Caso ha voluto che il mio primo figlio sia nato il 23 maggio. Tommaso. Anche se a mia nonna quel nome non piaceva perché gli ricordava quell’altro Tommaso, don Masino. Quel Buscetta le cui confessioni affidate a Giovanni Falcone avrebbero consentito la messa a fuoco di Cosa Nostra. «È nato», potevo esclamare il 23 maggio. Quel giorno diventava per me qualcosa di più profondo ancora, di più intimo. Del resto non era stata nemmeno la prima volta che il martirio di Falcone avrebbe inciso nella mia vita. Dopo la strage di Capaci e la strage di via D’Amelio, chi in quegli anni aveva l’ardore adolescenziale non sarebbe rimasto indifferente al riscatto che partiva dalla Sicilia: tanti giovani e non solo ci mettevano la faccia; le fiaccolate, le partecipazioni ai dibattiti, le interviste in tv dove si squarciava l’omertà. In quegli annidi militanza nell’Agesci, presi parte a tantissime iniziative antimafia. Ma qualcos’altro avrebbe inciso ancor più nella mia gioventù. Dopo una settimana dall’uccisione di Paolo Borsellino, e dopo alcune rivolte scoppiate nel carcere di Palermo, il governo (che ai funerali di Capaci dovette subire una pesante contestazione) decise il regime di carcere duro, il 41 bis, e l’invio in Sicilia dell’esercito, che era per lo più composto da soldati di leva.

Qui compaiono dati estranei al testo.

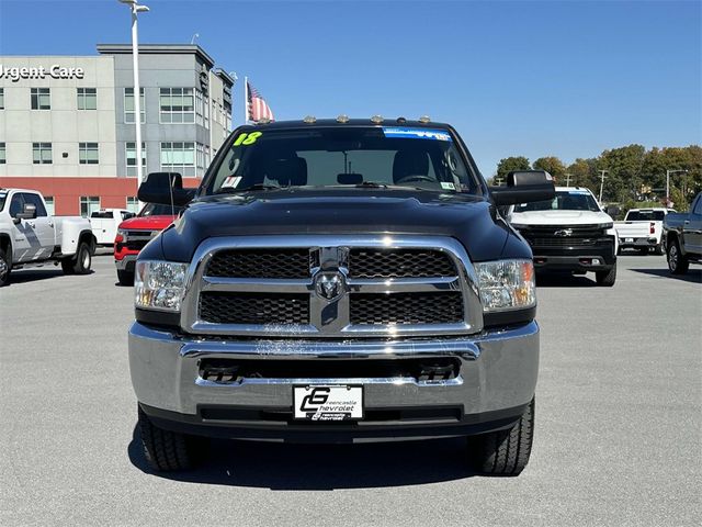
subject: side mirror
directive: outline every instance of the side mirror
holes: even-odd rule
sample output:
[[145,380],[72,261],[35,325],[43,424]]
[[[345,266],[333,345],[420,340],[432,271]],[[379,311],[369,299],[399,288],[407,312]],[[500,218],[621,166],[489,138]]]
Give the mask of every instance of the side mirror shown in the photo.
[[545,170],[517,170],[507,175],[507,187],[490,187],[497,206],[552,200],[556,195],[553,178]]
[[197,189],[183,189],[183,177],[178,172],[151,172],[137,192],[139,201],[176,206],[186,205]]
[[36,205],[32,203],[25,203],[22,208],[22,212],[18,212],[14,215],[14,224],[16,225],[22,220],[34,220],[36,217]]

I Vespri ebbero inizio il 25 luglio 1992 e si conclusero l’8 luglio 1998. Ebbene alla cerimonia di chiusura c’ero anch’io, con la mia divisa militare e il cappello con la penna. Quinto reggimento alpini: da Vipiteno a Palermo per 5 mesi, prima alloggiati a Termini negli stabilimenti ex Fiat e poi alla Scianna. Eravamo le facce pulite dello Stato che stavolta c’era. Eravamo giovani provenienti da tutta Italia che abbracciavano una Sicilia segnata che tornava a vivere grazie alla presenza dell’Esercito, dei suoi ragazzi. I “miei” venivano per lo più dalle valli prealpine varesine e comasche, poi c’erano tantissimi bergamaschi e bresciani, i quali si innamorano di quella Palermo che dopo i turni di guardia ai siti sensibili (dal tribunale al carcere, dalle case dei procuratori al piantone di via Notarbartolo dove abitavano Giovanni Falcone e Francesca Morvillo) esploravano tra monumenti, chiese e le spiagge di Mondello. Cinque mesi della mia leva, lì, a vivere la stagione del riscatto. Con passione civile. Che mi è rimasta addosso. Oggi 23 maggio, come sempre, nel fare gli auguri a mio figlio Tommaso, penso al sacrificio di Giovanni Falcone, ucciso dalla mafia e tradito dallo Stato. Magistrati in primis. E a quelli che già sapevano che servire le istituzioni avrebbe avuto un prezzo da pagare.